GOP Senate candidate Cory Gardner, framed by sunflowers and wind turbines, tells voters in a campaign ad this week that he co-wrote a law to launch Colorado's green-energy economy. He leaves out that the law was repealed five years later, deemed useless for not enabling a single project. [...] The Clean Energy Development Authority, which was set up by the law, was intended to assist in the financing of clean-energy projects such as improvements to electricity transmission lines.
Rep. Cory Gardner (R), still in the midst of a very competitive U.S. Senate race in Colorado, seems to believe the key to success is pretending he's a liberal.
For example, the far-right congressman, known for his social conservatism on culture-war issues, recently urged voters to overlook his support for "personhood" measures that would ban common forms of birth control, and instead see him as a progressive champion when it comes to contraception access.
Now, Gardner's suddenly an environmentalist, too.
In one of the GOP lawmaker's new television ads, Gardner stands in front of wind turbines and tells voters, "What is a Republican like me doing at a wind farm? Supporting the next generation, that's what." The congressman boasts that he helped "launch our state's green-energy industry," before the ad tells viewers that Gardner is a "new kind of Republican."
There are two main problems with the claim. First, Gardner didn't actually help launch Colorado's green-energy industry.
Second, the notion that Gardner is presenting himself as some kind of champion of progressive environmental policy is pretty silly -- the League of Conservative Voters publishes a scorecard documenting every member's votes on environmental legislation. Gardner's most recent rating: 4%. No one in the Colorado delegation did worse.
Obviously, this is not the record of a "new kind of Republican." But let's not brush past the fact that Gardner feels the need to pretend to be more progressive.
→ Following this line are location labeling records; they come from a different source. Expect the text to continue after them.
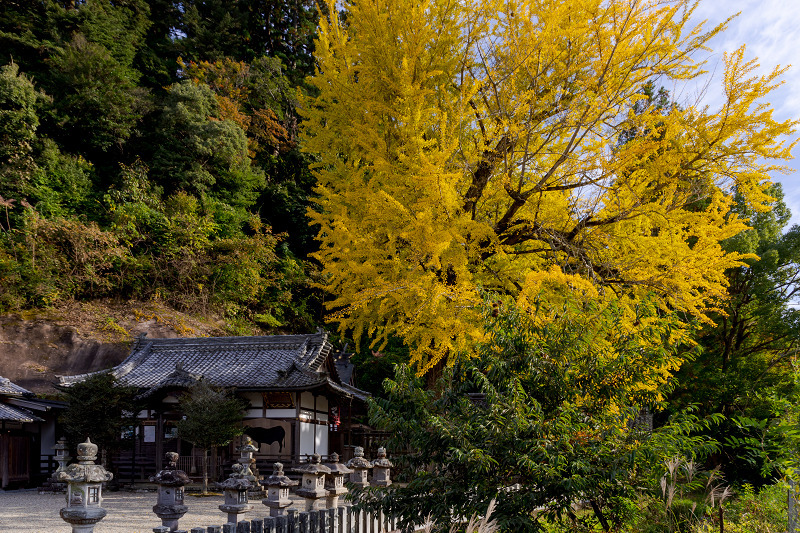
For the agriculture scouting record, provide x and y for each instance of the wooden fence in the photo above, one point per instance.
(339, 520)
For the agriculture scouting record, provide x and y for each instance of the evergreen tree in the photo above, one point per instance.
(211, 418)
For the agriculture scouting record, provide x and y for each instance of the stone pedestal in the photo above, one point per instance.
(278, 486)
(360, 467)
(334, 482)
(380, 470)
(313, 482)
(235, 489)
(84, 490)
(170, 480)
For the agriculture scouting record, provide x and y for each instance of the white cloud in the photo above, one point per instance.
(770, 29)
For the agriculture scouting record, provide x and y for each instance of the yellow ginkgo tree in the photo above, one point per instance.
(508, 146)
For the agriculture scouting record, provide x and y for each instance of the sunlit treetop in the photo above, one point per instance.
(519, 147)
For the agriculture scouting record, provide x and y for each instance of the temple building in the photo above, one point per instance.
(27, 436)
(298, 402)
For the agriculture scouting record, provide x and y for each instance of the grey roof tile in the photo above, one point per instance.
(266, 362)
(8, 388)
(17, 414)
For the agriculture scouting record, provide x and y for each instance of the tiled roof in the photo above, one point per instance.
(10, 389)
(278, 362)
(17, 414)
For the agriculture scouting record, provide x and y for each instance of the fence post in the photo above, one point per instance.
(380, 470)
(343, 515)
(313, 521)
(331, 520)
(793, 507)
(360, 466)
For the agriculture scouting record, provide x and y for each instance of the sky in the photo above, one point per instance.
(771, 31)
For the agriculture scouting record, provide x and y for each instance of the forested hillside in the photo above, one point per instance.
(148, 152)
(502, 195)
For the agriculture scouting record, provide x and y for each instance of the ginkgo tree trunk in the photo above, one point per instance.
(498, 145)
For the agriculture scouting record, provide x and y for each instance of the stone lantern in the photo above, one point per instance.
(246, 458)
(380, 469)
(334, 481)
(278, 491)
(84, 490)
(313, 483)
(360, 466)
(235, 489)
(170, 480)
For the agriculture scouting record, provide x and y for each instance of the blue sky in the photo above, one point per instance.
(771, 31)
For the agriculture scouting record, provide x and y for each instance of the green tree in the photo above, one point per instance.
(19, 121)
(538, 417)
(100, 408)
(96, 103)
(212, 417)
(200, 154)
(746, 369)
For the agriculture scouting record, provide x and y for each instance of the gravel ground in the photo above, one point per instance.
(128, 512)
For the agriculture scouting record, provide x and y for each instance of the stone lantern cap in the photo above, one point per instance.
(85, 471)
(313, 467)
(358, 460)
(336, 467)
(382, 461)
(278, 479)
(236, 481)
(170, 476)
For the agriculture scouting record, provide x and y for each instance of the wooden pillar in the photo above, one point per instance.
(159, 441)
(315, 422)
(3, 459)
(296, 443)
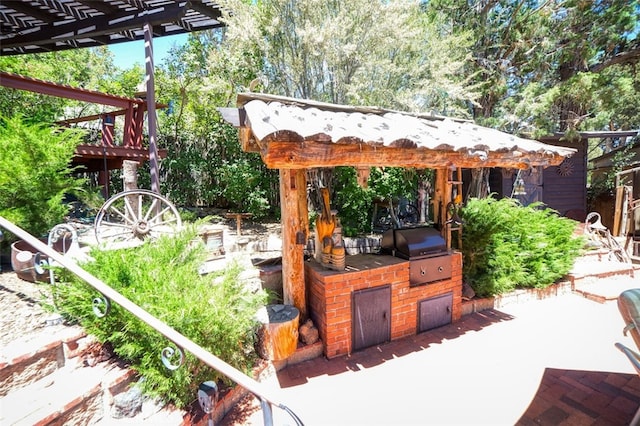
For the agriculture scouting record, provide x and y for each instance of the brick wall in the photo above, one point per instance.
(330, 296)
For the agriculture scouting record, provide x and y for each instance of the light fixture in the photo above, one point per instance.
(518, 185)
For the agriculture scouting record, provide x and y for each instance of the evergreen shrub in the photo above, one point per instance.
(508, 246)
(216, 311)
(35, 174)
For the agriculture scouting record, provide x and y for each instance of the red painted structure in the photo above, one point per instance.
(108, 155)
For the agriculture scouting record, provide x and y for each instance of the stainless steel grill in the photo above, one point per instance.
(426, 250)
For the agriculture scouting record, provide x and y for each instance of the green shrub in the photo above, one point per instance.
(35, 173)
(215, 311)
(508, 246)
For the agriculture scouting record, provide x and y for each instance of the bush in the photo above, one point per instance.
(35, 174)
(215, 311)
(508, 246)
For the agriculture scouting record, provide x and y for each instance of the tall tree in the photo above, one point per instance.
(543, 62)
(385, 53)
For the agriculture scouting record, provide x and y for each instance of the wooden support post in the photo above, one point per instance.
(292, 188)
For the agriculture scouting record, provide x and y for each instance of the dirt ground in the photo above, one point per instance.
(21, 311)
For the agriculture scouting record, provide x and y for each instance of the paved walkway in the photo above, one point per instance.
(546, 362)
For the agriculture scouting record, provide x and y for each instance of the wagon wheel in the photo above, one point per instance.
(130, 217)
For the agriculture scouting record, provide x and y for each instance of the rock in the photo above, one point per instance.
(308, 333)
(127, 404)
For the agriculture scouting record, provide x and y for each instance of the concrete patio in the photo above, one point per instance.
(546, 362)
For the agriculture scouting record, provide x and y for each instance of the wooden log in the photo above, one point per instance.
(285, 154)
(278, 334)
(292, 187)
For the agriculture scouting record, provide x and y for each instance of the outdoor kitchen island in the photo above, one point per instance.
(373, 300)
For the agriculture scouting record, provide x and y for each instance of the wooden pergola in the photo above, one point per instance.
(294, 135)
(49, 26)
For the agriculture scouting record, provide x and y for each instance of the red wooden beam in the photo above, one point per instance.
(15, 81)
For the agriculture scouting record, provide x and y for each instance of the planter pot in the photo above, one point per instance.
(23, 259)
(23, 262)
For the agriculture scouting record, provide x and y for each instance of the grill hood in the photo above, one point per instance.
(412, 243)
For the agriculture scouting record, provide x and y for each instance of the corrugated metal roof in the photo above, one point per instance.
(270, 116)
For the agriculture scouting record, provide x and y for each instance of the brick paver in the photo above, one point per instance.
(548, 362)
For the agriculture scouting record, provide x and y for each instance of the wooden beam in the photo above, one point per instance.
(309, 154)
(292, 188)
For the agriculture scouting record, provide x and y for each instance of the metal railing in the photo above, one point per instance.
(267, 401)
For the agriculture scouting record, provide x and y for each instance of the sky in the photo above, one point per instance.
(127, 54)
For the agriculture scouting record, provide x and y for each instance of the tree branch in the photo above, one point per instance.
(629, 57)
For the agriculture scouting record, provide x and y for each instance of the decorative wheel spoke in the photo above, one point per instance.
(130, 217)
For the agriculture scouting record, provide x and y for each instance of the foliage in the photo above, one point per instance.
(86, 68)
(355, 204)
(352, 202)
(345, 53)
(215, 311)
(35, 174)
(542, 65)
(508, 246)
(205, 165)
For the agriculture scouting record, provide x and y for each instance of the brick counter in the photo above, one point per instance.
(330, 296)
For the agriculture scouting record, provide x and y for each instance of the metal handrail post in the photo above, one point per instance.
(181, 341)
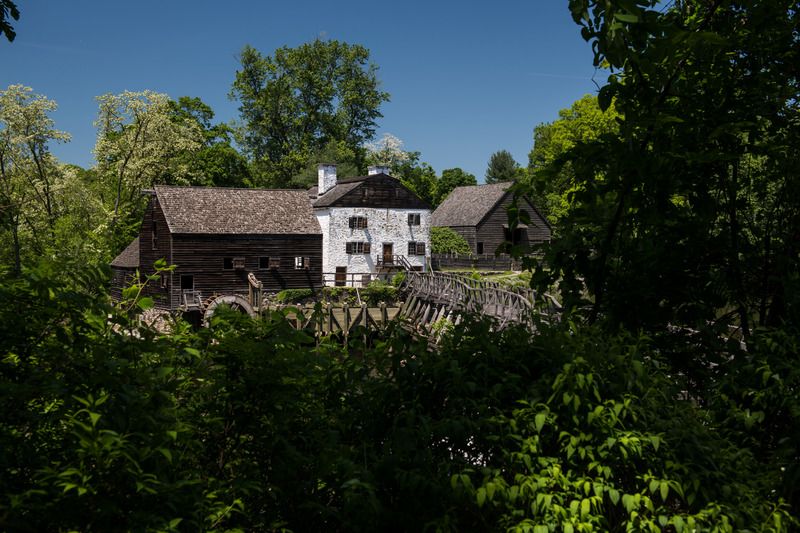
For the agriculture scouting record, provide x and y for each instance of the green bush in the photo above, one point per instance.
(447, 241)
(294, 295)
(378, 291)
(398, 279)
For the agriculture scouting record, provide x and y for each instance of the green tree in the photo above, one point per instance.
(8, 10)
(502, 167)
(295, 102)
(336, 152)
(450, 179)
(447, 241)
(30, 177)
(583, 122)
(217, 162)
(140, 143)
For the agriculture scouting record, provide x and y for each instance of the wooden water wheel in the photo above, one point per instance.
(233, 301)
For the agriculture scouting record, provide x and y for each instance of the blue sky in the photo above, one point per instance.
(466, 78)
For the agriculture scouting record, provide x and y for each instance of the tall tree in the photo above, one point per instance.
(139, 144)
(582, 122)
(296, 101)
(452, 178)
(29, 175)
(8, 10)
(695, 220)
(502, 167)
(217, 162)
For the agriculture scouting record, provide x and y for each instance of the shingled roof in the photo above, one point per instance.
(466, 206)
(129, 258)
(218, 210)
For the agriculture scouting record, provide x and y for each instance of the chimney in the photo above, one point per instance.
(371, 171)
(326, 178)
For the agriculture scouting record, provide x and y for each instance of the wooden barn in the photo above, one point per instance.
(216, 237)
(479, 214)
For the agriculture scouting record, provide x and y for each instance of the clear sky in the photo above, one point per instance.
(466, 78)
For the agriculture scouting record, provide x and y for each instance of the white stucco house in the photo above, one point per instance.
(371, 225)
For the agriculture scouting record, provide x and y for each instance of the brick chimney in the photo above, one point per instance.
(326, 178)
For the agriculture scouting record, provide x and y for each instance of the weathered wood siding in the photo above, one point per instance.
(149, 254)
(381, 192)
(202, 256)
(491, 229)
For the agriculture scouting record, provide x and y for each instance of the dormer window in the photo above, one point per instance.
(358, 222)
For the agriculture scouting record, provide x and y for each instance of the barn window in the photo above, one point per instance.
(358, 222)
(416, 248)
(357, 247)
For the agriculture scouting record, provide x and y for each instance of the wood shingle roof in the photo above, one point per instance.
(218, 210)
(468, 205)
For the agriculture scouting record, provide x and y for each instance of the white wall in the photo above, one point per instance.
(383, 226)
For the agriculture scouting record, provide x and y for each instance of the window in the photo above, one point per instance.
(358, 222)
(416, 248)
(357, 247)
(340, 278)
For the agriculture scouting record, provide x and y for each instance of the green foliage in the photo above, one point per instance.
(294, 295)
(398, 279)
(253, 425)
(583, 122)
(8, 10)
(447, 241)
(378, 291)
(502, 167)
(297, 101)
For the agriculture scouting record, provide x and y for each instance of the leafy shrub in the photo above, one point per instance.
(378, 291)
(294, 295)
(398, 279)
(447, 241)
Doesn't this seem to come up quite often? Anti-contraception Republicans are running around pretending they love birth control.
Far-right GOP lawmakers who voted to kill the Violence Against Women Act are suddenly claiming they love VAWA.
Republican opponents of the minimum wage have discovered that maybe an increase wouldn't be so bad after all.
GOP lawmakers who couldn't wait to base their entire platforms on destroying the Affordable Care Act are suddenly pulling their anti-Obamacare attack ads.
Republicans who want to help dismantle Social Security and Medicare keep claiming they love the social-insurance programs.
And now Cory Gardner, who's spent his congressional career toeing the far-right line on environmental policy, wants Coloradans to see him as a "green-energy" enthusiast, all evidence to the contrary notwithstanding.
I have a sneaky suspicion that if Republicans have a great midterm cycle, which seems possible if not likely, many Beltway pundits will assume it's because conservative ideas are in ascendance. They'll be wrong -- GOP candidates in a wide variety of close contests are trying to get ahead by moving to the left, not the right.